June 17, 2008. The situation is getting more and more difficult. The defenders have been deprived of their makeshift telescopic arm, and now their bunker is shipping water everywhere—both figuratively and literally. As soon as the SS have two entry points, added to the danger posed by the vent, the parachutists realize it’s all over. They’re screwed and they know it. They stop digging, if they haven’t already, and concentrate entirely on shooting their enemies. Pannwitz orders a new attack through the main entrance while grenades are thrown into the crypt and another man tries to get down through the trapdoor. Inside the crypt, the Stens spray bullets at the assailants. It’s total chaos. It’s the Alamo. And it goes on and on, and it doesn’t end, it comes from all sides, through the trapdoor, down the stairs, through the vent; and while the grenades fall in the water and don’t explode, the four men empty their guns at everything that moves.

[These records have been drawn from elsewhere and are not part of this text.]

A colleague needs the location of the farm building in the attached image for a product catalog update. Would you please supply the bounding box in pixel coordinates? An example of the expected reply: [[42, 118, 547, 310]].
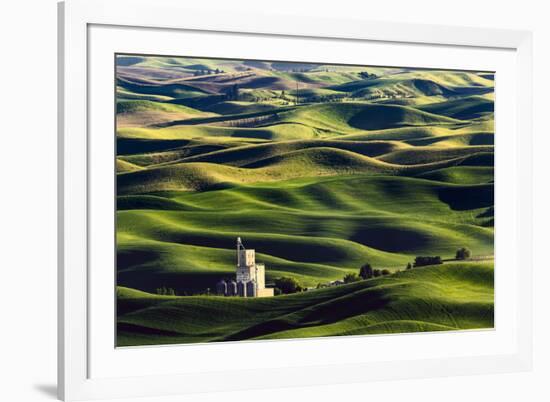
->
[[216, 237, 273, 297]]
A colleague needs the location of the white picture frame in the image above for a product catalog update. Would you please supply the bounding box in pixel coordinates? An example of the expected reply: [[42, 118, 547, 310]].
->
[[58, 0, 532, 400]]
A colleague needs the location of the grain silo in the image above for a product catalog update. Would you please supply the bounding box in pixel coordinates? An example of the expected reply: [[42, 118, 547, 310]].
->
[[226, 281, 237, 296], [216, 279, 227, 296], [246, 281, 258, 297], [237, 282, 247, 297]]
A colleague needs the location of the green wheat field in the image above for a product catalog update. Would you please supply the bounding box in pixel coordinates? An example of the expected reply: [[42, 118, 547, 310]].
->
[[116, 55, 494, 346]]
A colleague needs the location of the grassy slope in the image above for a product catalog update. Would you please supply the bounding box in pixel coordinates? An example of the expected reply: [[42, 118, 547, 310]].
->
[[117, 57, 494, 345], [117, 176, 493, 291], [117, 263, 494, 346]]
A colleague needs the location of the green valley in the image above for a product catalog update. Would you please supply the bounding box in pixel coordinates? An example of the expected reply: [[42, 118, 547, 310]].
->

June 18, 2008. They come to their last clip, and it’s the kind of thing that you grasp very quickly, I suppose, even (perhaps especially) in the heat of battle. The four men don’t need to speak. Gabčík and his friend Valčík smile at each other—I’m sure of that, I can see them. They know they’ve fought well. It’s noon when four dull explosions pierce the tumult of gunfire, which stops immediately. Silence falls once again on Prague, like a shroud of dust. The SS are like statues: nobody dares fire, or even move. They wait. Pannwitz stands rigid. He signals to an SS officer, who hesitates—where is the manly confidence that he ought, by law, to show in all circumstances?—then orders two of his men to go and see. Carefully, they descend the first few steps. Then, like two little boys, they stop and look back up at their commander, who signals that they should continue—
It is noon. It has taken eight hundred SS stormtroopers nearly eight hours to get the better of seven men.
I am coming to the end and I feel completely empty. Not just drained but empty. I could stop now, but that’s not how it works here. The people who took part in this story are not characters. And if they became characters because of me, I don’t wish to treat them like that. With a heavy heart—and without turning it into literature, or at least, without meaning to—I will tell you what became of those who were still alive on June 18, 1942.
When I watch the news, when I read the paper, when I meet people, when I hang out with friends and acquaintances, when I see how each of us struggles, as best we can, through life’s absurd meanderings, I think that the world is ridiculous, moving, and cruel. The same is true for this book: the story is cruel, the protagonists are moving, and I am ridiculous. But I am in Prague.
I fear that I am in Prague for the last time. The stone ghosts that people the town surround me, as always, with their threatening, welcoming, or indifferent presences. I see a young woman’s body, like an evanescent sculpture, with brown hair and white skin, pass under the Charles Bridge: a summer dress clings to her stomach and her thighs, the water streams over her bared chest, and on her breasts magical incantations are vanishing. The river water washes the hearts of men taken by the current. From Liliova Street I hear the echo of horses’ hooves striking the cobbles. In the tales and legends of old Prague, the city of alchemists, it’s said that the Golem will return when the city is in danger. But the Golem did not come back to protect the Jews or the Czechs. Nor, frozen in his centuries-old curse, did the iron man move when they opened Terezín, or when they killed people, when they despoiled, bullied, tortured, deported, shot, gassed, executed them in every conceivable way. By the time Gabčík and Kubiš landed, it was already too late. The disaster had occurred; there was nothing left to do but wreak vengeance. And it was stunning. But they, and their friends, and the Czech people, paid dearly for it.